Вероника Бубышева, лёжа ничком на стульях, бурно выясняла во сне с кем-то отношения (не иначе как с Ларионом); её переживший липосакцию живот переросшим астраханским арбузом торчал из огромной щели между составленных стульев…
– А потом? Сэр Джон крайне заинтересовался вашей историей, он понимает, конечно, что всё это нужно не слушать, а читать, но всё же просит вас рассказать, что стало с Зинаидой Матвеевной, Гавриловым, воровкой Екатериной, плакатисткой Милочкой, с вами, в конце концов! – живо перевёл Феофилакт требование мистера Баскервиля.
– Поначалу мы все жили в девятиметровке. Геня (если вы помните, это мой сводный брат-придурок) поддался дурному влиянию и попал в скверную компанию воров-малолеток. Сначала он, наверное, это назло матери делал. Ну, за то, что та привела моего папашу, а потом втянулся незаметно… И говорил он так чудно! – вроде на русском языке, а ничего не поймёшь. Потом родители развелись… Мы переехали в двухкомнатную квартиру, с папашей я стала видеться по выходным.
В новой школе… – с блаженной улыбкой на устах говорила Аврора Владимировна, – у меня случилась любовь. Любовь первая, чистая, платоническая… С однокашником. Но, знаете ли, самая сильная! Не поверите, но вот сейчас, уж почти прожив свой век, я понимаю, что это и была любовь всей моей жизни… Его звали Вадиком Лопатиным, мы долго дружили с ним, но потом он уехал с родителями в Мурманск, и я больше никогда его не видела. Знаете, что он подарил мне на прощание? Фигурные коньки. Да… Разбил копилку и все деньги на них потратил! Сумасшедший! – с нескрываемой нежностью сказала она, вспомнив ясные голубые глаза Вадика, но тут же, словно очнувшись, затараторила так, будто ей надоела собственная история и она хотела поскорее её завершить: – В восемнадцать лет я вышла замуж за Юрку Метёлкина (он учился в параллельном классе), родила Аришеньку, – и мадам Дроздомётова с гордостью кивнула в сторону одарённой дочери. – Вышла по любви, но, видите ли, сэр Джон, после армии Юрик очень изменился – стал грубым, жадным.
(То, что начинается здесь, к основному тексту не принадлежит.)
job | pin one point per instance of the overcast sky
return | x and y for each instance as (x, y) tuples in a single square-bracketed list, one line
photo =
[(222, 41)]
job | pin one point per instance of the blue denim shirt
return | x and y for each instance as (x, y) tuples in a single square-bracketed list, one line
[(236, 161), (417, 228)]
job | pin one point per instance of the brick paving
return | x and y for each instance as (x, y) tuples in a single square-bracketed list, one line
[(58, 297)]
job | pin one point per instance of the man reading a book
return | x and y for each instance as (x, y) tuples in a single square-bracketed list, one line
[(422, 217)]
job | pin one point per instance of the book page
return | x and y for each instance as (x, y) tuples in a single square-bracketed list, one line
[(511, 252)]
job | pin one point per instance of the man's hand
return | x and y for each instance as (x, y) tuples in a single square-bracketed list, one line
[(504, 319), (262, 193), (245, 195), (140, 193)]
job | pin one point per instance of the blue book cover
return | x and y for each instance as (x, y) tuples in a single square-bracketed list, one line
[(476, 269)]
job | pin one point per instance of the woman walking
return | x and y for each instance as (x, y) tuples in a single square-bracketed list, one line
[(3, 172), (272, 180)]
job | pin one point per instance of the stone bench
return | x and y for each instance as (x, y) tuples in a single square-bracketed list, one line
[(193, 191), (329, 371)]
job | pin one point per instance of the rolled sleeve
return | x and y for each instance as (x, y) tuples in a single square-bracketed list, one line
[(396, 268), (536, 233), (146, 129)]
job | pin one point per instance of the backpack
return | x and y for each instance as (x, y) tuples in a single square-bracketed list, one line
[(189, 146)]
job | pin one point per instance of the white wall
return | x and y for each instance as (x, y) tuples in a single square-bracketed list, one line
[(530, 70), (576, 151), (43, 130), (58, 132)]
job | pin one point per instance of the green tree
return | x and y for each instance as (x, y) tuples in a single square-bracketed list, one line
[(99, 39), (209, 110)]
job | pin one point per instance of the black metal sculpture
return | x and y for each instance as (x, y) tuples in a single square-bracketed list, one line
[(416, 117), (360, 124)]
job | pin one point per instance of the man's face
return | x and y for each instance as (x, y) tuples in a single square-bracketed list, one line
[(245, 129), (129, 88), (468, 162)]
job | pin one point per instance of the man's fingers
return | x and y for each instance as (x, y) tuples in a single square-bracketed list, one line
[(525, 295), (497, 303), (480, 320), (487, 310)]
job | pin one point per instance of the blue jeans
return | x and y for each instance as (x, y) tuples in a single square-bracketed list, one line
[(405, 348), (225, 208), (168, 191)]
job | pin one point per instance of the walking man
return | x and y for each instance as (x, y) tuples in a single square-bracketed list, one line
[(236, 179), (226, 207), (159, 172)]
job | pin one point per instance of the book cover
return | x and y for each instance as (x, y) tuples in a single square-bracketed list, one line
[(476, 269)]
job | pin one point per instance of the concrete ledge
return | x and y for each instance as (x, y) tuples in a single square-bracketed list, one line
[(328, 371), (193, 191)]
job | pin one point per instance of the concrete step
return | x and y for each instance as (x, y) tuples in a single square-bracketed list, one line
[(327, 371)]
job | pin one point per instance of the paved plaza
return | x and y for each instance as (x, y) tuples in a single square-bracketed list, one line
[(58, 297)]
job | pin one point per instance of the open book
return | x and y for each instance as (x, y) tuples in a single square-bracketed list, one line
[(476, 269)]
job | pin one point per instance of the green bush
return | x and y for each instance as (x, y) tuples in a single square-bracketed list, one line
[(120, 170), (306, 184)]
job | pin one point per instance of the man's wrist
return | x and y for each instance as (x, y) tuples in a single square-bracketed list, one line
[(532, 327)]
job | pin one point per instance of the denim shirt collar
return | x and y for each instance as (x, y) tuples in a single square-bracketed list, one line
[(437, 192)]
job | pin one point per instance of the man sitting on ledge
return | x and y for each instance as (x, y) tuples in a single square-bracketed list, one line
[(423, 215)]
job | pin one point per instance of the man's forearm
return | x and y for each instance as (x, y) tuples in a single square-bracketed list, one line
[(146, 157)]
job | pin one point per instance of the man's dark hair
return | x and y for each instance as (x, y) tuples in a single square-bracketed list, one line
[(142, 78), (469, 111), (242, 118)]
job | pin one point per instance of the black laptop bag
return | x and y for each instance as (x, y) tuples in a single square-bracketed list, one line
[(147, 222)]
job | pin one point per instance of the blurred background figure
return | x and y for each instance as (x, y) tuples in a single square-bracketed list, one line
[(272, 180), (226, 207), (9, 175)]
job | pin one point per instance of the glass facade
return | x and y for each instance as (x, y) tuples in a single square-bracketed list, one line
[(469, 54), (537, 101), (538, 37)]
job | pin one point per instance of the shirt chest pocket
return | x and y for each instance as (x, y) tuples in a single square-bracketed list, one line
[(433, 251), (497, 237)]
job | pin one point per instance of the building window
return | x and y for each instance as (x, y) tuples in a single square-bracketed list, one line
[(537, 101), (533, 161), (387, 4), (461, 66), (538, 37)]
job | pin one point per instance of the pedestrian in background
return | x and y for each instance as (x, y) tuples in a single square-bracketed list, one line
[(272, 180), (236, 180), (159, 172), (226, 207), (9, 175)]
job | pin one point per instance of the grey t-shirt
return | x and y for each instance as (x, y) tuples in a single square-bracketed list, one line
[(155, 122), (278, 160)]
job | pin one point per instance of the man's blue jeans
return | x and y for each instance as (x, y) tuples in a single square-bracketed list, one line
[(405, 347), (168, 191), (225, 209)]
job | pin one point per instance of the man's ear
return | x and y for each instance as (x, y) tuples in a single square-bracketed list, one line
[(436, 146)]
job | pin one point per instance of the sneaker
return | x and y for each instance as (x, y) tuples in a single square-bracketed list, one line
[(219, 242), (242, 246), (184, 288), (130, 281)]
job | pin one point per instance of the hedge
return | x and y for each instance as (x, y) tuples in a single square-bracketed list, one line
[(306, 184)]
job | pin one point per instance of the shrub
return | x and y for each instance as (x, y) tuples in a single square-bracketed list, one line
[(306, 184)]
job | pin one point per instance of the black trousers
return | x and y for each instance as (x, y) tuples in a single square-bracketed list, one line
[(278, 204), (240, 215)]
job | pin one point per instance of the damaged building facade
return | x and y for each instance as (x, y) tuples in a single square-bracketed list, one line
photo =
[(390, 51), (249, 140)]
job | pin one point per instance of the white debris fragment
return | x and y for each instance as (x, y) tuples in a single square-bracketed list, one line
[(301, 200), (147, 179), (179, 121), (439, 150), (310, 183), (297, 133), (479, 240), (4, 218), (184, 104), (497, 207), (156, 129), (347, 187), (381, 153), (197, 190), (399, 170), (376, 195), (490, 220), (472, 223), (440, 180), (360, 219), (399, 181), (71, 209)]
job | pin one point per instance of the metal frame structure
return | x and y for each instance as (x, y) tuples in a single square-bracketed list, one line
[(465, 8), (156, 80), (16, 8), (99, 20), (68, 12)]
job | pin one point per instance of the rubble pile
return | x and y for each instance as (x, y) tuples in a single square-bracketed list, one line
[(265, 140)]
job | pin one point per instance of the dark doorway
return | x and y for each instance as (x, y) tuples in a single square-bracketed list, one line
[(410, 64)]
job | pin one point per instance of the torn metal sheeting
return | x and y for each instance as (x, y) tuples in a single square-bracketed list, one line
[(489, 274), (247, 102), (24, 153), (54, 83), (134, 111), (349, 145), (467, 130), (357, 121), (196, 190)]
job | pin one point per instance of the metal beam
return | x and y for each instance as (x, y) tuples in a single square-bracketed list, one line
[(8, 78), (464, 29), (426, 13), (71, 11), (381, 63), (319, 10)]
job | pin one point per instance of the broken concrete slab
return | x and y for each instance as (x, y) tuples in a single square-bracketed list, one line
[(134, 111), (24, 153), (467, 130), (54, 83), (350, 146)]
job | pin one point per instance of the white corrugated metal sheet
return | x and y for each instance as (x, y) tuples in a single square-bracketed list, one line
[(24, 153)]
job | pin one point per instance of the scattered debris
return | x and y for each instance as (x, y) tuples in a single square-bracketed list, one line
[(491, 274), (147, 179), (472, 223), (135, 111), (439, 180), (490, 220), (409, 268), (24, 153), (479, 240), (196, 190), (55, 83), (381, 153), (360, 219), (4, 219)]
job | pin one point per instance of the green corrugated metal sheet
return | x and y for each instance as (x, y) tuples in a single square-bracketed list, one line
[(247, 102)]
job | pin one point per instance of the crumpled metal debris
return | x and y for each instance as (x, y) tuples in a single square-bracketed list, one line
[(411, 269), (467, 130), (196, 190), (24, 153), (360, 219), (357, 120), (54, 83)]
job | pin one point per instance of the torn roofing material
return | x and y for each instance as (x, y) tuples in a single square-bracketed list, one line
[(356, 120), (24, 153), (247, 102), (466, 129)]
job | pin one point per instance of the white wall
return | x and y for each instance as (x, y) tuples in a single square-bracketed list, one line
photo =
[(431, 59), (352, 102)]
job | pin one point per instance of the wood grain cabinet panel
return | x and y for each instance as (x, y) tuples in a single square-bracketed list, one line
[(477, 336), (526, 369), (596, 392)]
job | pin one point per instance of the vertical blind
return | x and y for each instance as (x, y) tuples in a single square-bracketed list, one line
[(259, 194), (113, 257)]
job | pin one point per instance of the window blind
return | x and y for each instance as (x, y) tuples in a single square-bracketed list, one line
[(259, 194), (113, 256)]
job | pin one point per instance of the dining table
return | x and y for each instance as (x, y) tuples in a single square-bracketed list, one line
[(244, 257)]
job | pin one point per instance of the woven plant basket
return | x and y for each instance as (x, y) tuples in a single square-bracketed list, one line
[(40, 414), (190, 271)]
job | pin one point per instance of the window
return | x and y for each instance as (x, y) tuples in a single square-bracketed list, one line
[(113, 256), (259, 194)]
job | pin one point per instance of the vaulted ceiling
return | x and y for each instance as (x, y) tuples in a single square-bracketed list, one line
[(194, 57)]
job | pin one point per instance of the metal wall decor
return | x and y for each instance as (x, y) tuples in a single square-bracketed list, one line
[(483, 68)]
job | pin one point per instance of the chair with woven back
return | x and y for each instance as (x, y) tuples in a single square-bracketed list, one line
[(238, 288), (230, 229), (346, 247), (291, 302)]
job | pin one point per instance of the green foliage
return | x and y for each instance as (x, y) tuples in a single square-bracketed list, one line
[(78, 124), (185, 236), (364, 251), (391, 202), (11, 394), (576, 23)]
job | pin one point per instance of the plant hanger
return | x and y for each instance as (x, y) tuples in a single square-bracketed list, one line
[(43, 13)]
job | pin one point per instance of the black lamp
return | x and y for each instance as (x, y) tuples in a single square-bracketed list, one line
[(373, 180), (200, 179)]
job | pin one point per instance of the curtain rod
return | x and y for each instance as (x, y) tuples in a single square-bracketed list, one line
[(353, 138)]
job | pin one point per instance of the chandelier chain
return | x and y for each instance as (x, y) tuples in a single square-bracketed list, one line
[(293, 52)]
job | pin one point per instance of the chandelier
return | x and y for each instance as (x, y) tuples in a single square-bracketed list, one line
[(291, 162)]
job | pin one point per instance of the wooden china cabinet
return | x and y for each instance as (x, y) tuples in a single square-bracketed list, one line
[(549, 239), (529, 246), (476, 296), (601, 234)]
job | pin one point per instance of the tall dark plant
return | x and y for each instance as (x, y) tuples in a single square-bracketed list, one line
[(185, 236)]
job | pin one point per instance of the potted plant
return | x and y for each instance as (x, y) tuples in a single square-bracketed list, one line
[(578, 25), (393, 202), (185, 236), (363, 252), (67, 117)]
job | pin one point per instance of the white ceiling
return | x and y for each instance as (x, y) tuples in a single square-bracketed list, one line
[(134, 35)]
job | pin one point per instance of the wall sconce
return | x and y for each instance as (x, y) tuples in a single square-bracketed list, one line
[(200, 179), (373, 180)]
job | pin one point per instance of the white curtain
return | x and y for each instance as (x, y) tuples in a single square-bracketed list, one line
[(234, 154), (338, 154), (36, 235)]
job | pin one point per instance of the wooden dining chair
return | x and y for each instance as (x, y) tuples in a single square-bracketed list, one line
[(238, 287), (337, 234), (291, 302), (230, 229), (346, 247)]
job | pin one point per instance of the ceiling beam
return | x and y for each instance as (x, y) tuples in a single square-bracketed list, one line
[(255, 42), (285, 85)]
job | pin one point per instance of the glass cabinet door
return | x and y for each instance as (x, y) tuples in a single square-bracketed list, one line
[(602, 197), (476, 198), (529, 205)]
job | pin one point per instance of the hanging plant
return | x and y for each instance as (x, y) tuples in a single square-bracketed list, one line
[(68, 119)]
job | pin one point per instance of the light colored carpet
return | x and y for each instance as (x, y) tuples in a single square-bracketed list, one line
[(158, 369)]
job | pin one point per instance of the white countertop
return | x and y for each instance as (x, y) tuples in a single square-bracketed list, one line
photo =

Он настоял, чтоб я устроилась в одну из самых фешенебельных гостиниц того времени, и в нём вдруг пробудилась такая неистовая ревность, что он стал всюду следовать за мной, поджидать… Как тень. Не хочется хвастаться, но у меня всегда было море поклонников… – между делом заметила наша героиня, смущённо потупив взор.
– О! Это неудивительно! Мистер Баскервиль поражён вашей красотой! – искренне воскликнул Феофилакт.
– Да ну что вы! Господь с вами! Какая уж теперь красота! Ничего не осталось! – Аврора Владимировна вздохнула с печалью и поспешила продолжить повесть свою, поскольку комплименты последнее время не приносили ей радости – скорее конфузили, да и только. – Вскоре муж мой начал пить, а уж когда я своими глазами увидела, как он изменил мне, то развелась с ним, забрала дочь и ушла жить к матери. Терпение моё лопнуло! – с горечью воскликнула мадам Дроздомётова, а сэр Джон понимающе закивал головой.
– Мистер Баскервиль поражается, как можно изменить с кем-то такой очаровательной, умной женщине! – ввернул Щёткин.
– Спасибо, спасибо вам, дорогой, за поддержку, – кротко сказала Аврора Владимировна. – Трудное было время. Всё на меня сразу навалилось – и развод, и на работе, в гостинице, проблемы… Оклеветали меня, сэр Джон, ох как гнусно оклеветали! – и она с чувством незаслуженно поруганного собственного достоинства покачала головой. – Меня обвинили в воровстве. Но, в конце концов, правда восторжествовала – истинную виновницу нашли. Я же уволилась по собственному желанию и уже через день устроилась на новую работу в представительство одной из республик, некогда входящих в состав Закавказской Федерации. Мне помог туда устроиться Фазиль Маронов – знаменитый, талантливейший певец, который долгое время жил в гостинице на этаже, где я дежурила.